Parece piada: quer dizer que, com Teori vivo, Janot não via uma pressa tal que levasse à homologação ainda antes de fevereiro. Com Teori morto, no entanto, é preciso acelerar a decisão? Vale dizer: Cármen e Janot veriam na morte do ministro uma janela de oportunidades para apressar os trabalhos?
Não, senhores! O Regimento Interno do Supremo não prevê que o presidente plantonista se comporte como relator de casos. Está lá para atender a algumas urgências processuais, não as urgências políticas do procurador-geral da República. Se Cármen o fizer, estará exorbitando de suas funções. Não creio que haverá um levante na Casa, é claro!, mas o fato é que ela estará dizendo não reconhecer a existência de outro ministro capaz de se desincumbir de tão importante tarefa.
Mais: caso assim procedesse, estaríamos diante de uma homologação conscienciosa ou de um mero despacho burocrático, para dar satisfação à torcida?
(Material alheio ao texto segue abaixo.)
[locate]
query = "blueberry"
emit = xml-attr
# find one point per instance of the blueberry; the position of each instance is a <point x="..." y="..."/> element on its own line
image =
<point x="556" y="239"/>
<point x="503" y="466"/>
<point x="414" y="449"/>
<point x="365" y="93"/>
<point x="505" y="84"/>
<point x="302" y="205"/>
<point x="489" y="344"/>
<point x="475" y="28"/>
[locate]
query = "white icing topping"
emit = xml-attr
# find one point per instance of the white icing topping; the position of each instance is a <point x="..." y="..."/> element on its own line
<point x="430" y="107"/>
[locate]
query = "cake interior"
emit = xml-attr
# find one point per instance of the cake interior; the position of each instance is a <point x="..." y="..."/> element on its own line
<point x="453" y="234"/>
A resposta é óbvia.
Em vez de desmoralizar o Supremo, o Regimento Interno e os outros nove ministros, creio que Cármen Lúcia deveria é reunir logo seus pares para definir um critério que resulte na escolha do futuro relator da Lava-Jato. A ele, sim, cabe a tarefa de avaliar as delações para homologá-las ou não.
“Ah, mas haverá atraso…”, grita alguém. É mesmo? De quantos dias? Qual era a data estipulada por Teori? Havia, por acaso, um calendário? Então, para que não se tenha o atraso impossível de mensurar, vai-se optar pela antecipação, em desrespeito explícito à norma?
Ora, vamos parar de mistificação! Há ministros no Supremo cuja retidão moral nada deixam a dever à de Cármen Lúcia. Realmente não sei em que nicho e em razão de que lobby se consolidou a fantasia de que só ela, agora, conseguiria tomar uma decisão isenta nesse caso. Ainda que o fizesse ao arrepio da lei.
Deixo um conselho à ministra: a esta altura, Vossa Excelência já conta com todos os elementos necessários para, em companhia de seus pares, decidir que critério será aplicado para a escolha do relator da Lava-Jato. A meritíssima sabe que é dele a atribuição de homologar as delações.
Afinal, todos nós admiramos a Lava-Jato porque prezamos a lei, o Estado de Direito, não é mesmo, Janot? Ou agora se vai optar pela gambiarra também no Supremo? E tudo em nome de uma moral superior?
Ademais, moral superior que viola as instituições será sempre moral inferior.